NVIDIA AI Releases Nemotron-Labs-Diffusion: A Tri-Mode Language Model with 6× Tokens Per Forward Over Qwen3-8B
Most LLM inference optimization forces a choice: fast drafting with a weak auxiliary model, or accurate generation with full Standard autoregressive (AR) decoding.

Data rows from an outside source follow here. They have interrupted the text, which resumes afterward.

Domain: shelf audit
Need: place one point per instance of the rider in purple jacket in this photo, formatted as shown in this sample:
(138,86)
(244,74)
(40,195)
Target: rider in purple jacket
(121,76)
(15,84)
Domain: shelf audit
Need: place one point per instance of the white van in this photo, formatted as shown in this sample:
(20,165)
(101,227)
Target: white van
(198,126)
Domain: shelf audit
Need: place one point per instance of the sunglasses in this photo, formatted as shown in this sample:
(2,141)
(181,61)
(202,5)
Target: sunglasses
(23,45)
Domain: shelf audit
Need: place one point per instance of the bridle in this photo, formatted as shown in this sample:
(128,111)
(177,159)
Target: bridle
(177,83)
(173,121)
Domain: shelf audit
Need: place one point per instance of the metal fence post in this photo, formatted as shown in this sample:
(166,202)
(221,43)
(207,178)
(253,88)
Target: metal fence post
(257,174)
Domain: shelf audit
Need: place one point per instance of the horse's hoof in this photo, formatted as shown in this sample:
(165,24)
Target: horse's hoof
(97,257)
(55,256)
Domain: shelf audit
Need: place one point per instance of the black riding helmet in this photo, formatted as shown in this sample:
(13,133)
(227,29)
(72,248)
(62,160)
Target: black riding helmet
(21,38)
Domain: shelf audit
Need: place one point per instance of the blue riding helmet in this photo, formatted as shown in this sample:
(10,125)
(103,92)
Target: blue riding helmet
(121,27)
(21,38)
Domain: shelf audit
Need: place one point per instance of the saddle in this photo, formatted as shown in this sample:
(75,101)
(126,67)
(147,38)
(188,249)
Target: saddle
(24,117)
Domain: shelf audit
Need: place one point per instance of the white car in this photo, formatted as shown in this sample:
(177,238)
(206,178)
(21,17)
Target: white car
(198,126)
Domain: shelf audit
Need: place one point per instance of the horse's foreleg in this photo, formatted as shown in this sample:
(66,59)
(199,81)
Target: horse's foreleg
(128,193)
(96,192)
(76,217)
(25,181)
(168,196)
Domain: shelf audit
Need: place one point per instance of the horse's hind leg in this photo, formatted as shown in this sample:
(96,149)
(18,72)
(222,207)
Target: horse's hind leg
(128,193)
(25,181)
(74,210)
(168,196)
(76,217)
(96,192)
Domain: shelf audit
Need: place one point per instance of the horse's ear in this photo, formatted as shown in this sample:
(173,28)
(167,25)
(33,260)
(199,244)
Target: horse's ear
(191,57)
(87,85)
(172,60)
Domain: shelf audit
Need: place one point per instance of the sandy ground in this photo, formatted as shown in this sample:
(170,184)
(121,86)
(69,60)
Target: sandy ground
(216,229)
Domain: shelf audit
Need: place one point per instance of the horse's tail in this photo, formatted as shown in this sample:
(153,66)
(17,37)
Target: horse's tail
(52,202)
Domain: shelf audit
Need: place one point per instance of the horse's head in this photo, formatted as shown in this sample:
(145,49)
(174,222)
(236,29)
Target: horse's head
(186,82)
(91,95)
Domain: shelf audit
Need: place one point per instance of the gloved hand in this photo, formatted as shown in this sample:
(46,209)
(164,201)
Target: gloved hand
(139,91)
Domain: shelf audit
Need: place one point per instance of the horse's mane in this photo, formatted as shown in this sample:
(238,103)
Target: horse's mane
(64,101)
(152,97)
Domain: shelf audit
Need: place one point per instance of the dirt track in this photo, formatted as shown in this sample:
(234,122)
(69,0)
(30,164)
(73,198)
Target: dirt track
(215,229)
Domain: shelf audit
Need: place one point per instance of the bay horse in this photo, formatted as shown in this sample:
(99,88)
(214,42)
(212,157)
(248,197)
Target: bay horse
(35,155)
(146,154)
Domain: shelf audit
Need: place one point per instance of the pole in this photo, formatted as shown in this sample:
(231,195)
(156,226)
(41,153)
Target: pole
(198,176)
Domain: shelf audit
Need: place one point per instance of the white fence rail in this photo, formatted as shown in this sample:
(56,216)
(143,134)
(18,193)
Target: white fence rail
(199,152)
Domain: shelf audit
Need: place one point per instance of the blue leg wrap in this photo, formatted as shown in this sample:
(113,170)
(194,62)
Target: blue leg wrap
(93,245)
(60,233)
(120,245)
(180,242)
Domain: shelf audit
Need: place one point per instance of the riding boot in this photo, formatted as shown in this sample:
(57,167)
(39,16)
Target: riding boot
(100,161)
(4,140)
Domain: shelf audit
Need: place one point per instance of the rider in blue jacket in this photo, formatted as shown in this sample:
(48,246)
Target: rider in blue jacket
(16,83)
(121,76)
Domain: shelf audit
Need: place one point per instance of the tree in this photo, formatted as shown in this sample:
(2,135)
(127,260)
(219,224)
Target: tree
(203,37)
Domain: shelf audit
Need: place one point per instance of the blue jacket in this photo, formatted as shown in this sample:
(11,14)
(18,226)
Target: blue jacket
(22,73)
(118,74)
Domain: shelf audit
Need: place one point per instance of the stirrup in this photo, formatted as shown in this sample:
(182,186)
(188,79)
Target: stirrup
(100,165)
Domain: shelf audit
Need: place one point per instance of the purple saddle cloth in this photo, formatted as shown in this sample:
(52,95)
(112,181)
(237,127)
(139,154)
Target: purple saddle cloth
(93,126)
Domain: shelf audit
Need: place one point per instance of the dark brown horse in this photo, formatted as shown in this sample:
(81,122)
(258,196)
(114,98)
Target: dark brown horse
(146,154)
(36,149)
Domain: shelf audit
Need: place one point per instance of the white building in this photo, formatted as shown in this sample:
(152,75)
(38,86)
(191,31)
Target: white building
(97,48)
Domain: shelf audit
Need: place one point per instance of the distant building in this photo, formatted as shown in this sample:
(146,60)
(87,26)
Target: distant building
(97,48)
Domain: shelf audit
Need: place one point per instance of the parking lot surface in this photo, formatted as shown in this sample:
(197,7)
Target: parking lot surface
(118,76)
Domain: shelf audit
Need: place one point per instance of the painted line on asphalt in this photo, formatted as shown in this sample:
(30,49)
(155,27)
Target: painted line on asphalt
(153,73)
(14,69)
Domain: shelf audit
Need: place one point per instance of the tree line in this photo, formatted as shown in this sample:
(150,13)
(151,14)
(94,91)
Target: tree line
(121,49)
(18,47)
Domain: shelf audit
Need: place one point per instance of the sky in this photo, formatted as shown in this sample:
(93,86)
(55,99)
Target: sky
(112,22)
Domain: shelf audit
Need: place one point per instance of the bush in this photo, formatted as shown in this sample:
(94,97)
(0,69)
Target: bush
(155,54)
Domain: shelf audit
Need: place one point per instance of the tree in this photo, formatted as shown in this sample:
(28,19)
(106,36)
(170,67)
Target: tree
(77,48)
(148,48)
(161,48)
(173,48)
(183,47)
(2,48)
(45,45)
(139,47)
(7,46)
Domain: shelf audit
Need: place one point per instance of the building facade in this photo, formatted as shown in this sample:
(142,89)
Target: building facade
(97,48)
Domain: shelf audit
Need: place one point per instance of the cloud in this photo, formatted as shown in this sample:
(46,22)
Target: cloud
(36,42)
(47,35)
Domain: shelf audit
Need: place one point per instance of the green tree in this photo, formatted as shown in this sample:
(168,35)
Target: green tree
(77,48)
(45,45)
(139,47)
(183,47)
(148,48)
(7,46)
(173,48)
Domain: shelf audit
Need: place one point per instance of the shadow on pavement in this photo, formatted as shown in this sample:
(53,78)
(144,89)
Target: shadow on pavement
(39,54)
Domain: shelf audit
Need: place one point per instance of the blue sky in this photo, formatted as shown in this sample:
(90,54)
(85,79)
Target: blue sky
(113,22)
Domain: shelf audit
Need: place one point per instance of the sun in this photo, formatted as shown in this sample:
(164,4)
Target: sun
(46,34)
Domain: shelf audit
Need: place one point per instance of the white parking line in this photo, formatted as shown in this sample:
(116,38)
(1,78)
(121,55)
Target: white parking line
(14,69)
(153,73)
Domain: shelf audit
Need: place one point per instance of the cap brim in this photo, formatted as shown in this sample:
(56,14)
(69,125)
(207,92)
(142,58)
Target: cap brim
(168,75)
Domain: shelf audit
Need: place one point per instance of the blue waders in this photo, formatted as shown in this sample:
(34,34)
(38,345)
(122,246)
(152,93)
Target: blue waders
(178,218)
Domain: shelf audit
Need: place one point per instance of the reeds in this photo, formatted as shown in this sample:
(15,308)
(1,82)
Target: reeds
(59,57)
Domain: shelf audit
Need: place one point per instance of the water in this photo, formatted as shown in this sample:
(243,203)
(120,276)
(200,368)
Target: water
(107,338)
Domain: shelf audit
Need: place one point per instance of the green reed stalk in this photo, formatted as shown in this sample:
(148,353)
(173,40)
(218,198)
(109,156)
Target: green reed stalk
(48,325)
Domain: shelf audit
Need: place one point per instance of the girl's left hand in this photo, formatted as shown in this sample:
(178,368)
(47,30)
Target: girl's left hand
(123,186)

NVIDIA Researchers just built a third option into the weights themselves.
They released Nemotron-Labs-Diffusion — a 3B/8B/14B model family trained on a joint Autoregressive AR-diffusion objective that supports three decoding modes from one checkpoint: standard AR, parallel diffusion decoding, and self-speculation, where the same model drafts and verifies without any auxiliary head.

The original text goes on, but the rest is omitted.